When I left I told people I was going to try to write everyday, they thought I was really ambitious..... I guess I was, must have lost it along the way.
Things are well for us. We were off today so some rest was really enjoyed, although I spent most of the day figuring out our next 2 church ministries. The schedules they give us here drive me crazy,,,, so I redo them, I think I scare the rest of the team.
It has been an interesting week for me, lots of mixed emotions.
At orientation we spent a lot of time in prayer and spending time with Jesus. It was so good because you go fully assured why you are going. Then you fly half way across the world into a completely different culture, into intense ministry and all of a sudden there is a lot of questions. Although I enjoyed my first couple weeks here, I kept asking Jesus where he was and what he was trying to teach me. My energy levels were low and I had to really focus on the positives. Finally yesterday I felt close to Jesus again. I think it was because we had been going pretty steady and my focus had been on just getting everything planned and serving at the churches, which can be extremely draining. You try to communicate and build relationships with people that do not speak English.
But yesterday I just said to Jesus, I have given up everything to serve you and go where ever you want me to go..... Please, please create in me a joyous heart. It's hard to think that when we come home, we have no home, we pick up what's left of our belongings and go to Briercrest, and then who knows where. Having moved to a different location every 5 days or so in the last month, after living in a nice new home, is not easy. Gary and I have said often, how nice it would be to just sleep in our bed one night again...... But although on the surface we often say "Why us Jesus, why can't we just settle in a home some where and live comfortably?" We know and want to follow the plan He has for us, what ever that may mean.
We have served at a 4 different churches so far and it has been so good hearing the feed back from them. The drimes we do are pretty intense, so it seems that they are one of our best ministry tools. We do ``Everything by Lifehouse`` which is my favorite. It is about being distracted by the money, beauty, partying ect. And how that weighs you done and in that it`s hard to find Jesus and impossible to serve him along with all of that.
We received some very good feed back from the last church we served at. When we come in as a team we don`t know who know`s who or who is friends ect. So at this church we did an adult ESL class and in the class we played games, which involved everyone interacting with everyone. It was so much fun for them, some laughed so hard they were crying. And apparently through the fellowship and interactions through us, relationships were mended and people were encouraged to work together more as a church body. I know God will continue to work through us, but if that was the only difference we made in Japan I would be happy. Having a Pastor tell you that he now has new hope and is encouraged to continue on goes beyond anything I imagined we would do here.

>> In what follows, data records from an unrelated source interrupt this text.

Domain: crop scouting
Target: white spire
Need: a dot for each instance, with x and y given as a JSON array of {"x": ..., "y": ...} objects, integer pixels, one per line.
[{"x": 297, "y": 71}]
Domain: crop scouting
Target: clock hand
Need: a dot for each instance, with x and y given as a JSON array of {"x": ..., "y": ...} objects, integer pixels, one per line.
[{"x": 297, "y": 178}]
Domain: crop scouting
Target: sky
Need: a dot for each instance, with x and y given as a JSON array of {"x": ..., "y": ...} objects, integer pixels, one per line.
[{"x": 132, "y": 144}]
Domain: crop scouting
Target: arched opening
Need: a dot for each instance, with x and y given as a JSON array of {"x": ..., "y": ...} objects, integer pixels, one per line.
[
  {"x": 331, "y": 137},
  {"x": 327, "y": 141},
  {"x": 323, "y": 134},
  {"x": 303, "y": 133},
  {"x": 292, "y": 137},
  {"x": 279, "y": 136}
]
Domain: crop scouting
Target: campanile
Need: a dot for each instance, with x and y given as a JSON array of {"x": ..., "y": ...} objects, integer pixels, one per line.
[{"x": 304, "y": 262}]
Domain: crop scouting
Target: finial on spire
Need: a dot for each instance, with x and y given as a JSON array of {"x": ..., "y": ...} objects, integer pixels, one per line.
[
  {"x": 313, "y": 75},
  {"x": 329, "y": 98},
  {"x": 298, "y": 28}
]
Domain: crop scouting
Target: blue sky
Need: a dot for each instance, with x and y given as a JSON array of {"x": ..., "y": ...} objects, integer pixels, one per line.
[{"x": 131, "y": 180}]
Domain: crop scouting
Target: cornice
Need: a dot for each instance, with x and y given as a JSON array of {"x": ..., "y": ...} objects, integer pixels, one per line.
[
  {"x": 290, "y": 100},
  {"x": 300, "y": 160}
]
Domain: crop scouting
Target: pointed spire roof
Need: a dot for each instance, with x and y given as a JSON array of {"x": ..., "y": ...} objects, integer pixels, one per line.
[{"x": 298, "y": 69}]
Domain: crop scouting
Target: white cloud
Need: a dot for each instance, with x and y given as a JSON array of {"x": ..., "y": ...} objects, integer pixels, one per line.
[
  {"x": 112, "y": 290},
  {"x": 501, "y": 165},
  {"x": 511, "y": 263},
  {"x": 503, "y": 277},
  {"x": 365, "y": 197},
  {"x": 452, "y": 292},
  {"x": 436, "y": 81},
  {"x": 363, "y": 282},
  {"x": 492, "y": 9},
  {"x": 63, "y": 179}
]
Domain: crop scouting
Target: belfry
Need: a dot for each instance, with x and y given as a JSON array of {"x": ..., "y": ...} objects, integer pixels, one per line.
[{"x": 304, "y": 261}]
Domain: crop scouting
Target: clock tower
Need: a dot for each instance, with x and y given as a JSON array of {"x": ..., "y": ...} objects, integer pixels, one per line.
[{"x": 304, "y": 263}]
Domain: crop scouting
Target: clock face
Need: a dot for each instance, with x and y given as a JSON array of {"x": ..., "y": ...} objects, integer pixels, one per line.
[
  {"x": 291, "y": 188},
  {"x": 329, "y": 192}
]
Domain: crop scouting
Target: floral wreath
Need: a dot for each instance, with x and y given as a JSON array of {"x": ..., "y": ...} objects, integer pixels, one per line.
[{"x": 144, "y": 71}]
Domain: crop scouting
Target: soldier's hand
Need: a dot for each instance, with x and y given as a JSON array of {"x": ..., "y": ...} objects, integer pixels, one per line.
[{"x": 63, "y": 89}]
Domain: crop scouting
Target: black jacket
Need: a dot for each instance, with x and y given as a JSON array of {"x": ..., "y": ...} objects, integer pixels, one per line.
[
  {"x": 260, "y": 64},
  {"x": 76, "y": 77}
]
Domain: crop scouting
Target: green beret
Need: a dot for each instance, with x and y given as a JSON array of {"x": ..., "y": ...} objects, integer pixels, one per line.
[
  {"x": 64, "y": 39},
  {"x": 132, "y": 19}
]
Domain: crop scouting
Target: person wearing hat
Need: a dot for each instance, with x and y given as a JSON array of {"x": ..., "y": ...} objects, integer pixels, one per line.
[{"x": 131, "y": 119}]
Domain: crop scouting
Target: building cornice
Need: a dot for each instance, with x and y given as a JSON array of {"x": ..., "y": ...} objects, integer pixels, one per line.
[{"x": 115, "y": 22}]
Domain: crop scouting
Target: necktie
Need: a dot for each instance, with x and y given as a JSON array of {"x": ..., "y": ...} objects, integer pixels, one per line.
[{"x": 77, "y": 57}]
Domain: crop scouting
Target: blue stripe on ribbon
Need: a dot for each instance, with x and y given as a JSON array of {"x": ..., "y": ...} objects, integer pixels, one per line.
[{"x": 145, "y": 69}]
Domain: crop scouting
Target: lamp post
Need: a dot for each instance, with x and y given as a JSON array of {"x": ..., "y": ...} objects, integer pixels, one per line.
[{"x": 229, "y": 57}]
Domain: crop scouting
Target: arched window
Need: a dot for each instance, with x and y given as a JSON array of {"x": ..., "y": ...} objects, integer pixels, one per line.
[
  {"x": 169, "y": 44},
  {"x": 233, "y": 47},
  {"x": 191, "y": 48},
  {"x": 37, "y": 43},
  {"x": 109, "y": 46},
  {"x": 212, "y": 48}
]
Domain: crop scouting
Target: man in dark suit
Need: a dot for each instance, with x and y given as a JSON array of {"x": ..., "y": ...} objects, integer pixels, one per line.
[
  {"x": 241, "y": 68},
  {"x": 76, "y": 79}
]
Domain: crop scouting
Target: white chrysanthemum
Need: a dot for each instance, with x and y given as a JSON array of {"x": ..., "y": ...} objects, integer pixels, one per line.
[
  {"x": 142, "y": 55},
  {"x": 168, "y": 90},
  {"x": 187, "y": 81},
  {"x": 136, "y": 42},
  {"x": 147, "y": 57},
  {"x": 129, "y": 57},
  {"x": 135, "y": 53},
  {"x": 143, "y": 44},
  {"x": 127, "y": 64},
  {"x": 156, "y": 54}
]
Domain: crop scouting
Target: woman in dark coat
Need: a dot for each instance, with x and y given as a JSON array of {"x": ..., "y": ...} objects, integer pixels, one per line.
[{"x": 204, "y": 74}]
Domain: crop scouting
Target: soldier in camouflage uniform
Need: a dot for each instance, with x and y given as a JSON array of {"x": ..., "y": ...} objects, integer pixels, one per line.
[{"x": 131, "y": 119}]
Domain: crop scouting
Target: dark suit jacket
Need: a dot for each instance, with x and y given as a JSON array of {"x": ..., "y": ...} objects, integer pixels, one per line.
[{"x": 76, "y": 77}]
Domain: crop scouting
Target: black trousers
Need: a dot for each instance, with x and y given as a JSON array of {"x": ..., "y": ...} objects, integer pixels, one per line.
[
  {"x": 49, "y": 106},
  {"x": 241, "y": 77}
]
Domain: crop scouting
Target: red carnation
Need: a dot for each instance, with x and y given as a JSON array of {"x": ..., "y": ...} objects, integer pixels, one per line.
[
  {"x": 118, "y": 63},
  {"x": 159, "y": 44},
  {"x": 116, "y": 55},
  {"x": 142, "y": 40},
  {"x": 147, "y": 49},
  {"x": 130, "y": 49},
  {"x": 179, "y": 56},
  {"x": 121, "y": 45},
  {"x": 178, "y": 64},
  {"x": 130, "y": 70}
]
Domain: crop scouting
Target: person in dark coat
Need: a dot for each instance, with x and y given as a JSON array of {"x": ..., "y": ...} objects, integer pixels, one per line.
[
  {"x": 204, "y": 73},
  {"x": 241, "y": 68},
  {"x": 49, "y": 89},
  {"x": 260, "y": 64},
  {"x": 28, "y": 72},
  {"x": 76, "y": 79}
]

This past Monday our team got a chance to tour Nara, it has the worlds oldest building and we also saw the biggest Buddha of Japan. I continue to struggle with how much Idol worship there is here but something interesting came out of it for me. As we went through the museum of all there idols/gods, we came across one called Canon, does that name look familiar? Yes it is the name of a camera, and of course the camera is made in Asia. Well it turns out that one of our team members has a Canon and she stayed with a host family that are Buddhist, and when they saw her camera they related it to there idol, because it is named after there idol........ I don't know what you get out of that, but it really spoke to me. I think that many of us have idols and even worship then and we don't even think about it. We may not bow down to our camera's or earthly possessions but we do often value them more then Jesus and spend way more time with them then Jesus, and we always want more and more. Nothing is ever enough. I think many, many of us North Americans worship idols and we don't ever realise it!!!!!! It got me thinking and really felt God was speaking to me about it.
I should wrap up here, the team will be down for breakfast soon!
We are back at the seminary for a couple days, we sleep here anyways, doing ministry at Sojiji church during the day. I really enjoyed our host home, they were so great but I was some what glad to be leaving and this may sound strange, but my host Mom reminded me so much of my mom that my emotions were all over the map. The first night there I had a grief flood again. I hate it when they happen, always at the strangest un opportune time. But there was something about how she could hardly speak English, but tried so hard and how she worked so hard from morning to night that reminded me exactly of my mom. I would often just sit and stare at her, because I felt like I was in the presence of my mom again and it felt so good but hurt so bad.....
Its raining this morning which means it's a bit cooler and wow is that nice after having temperature of 38+ with 80% humidity. I honestly do not remember what it feels like not to be sweaty.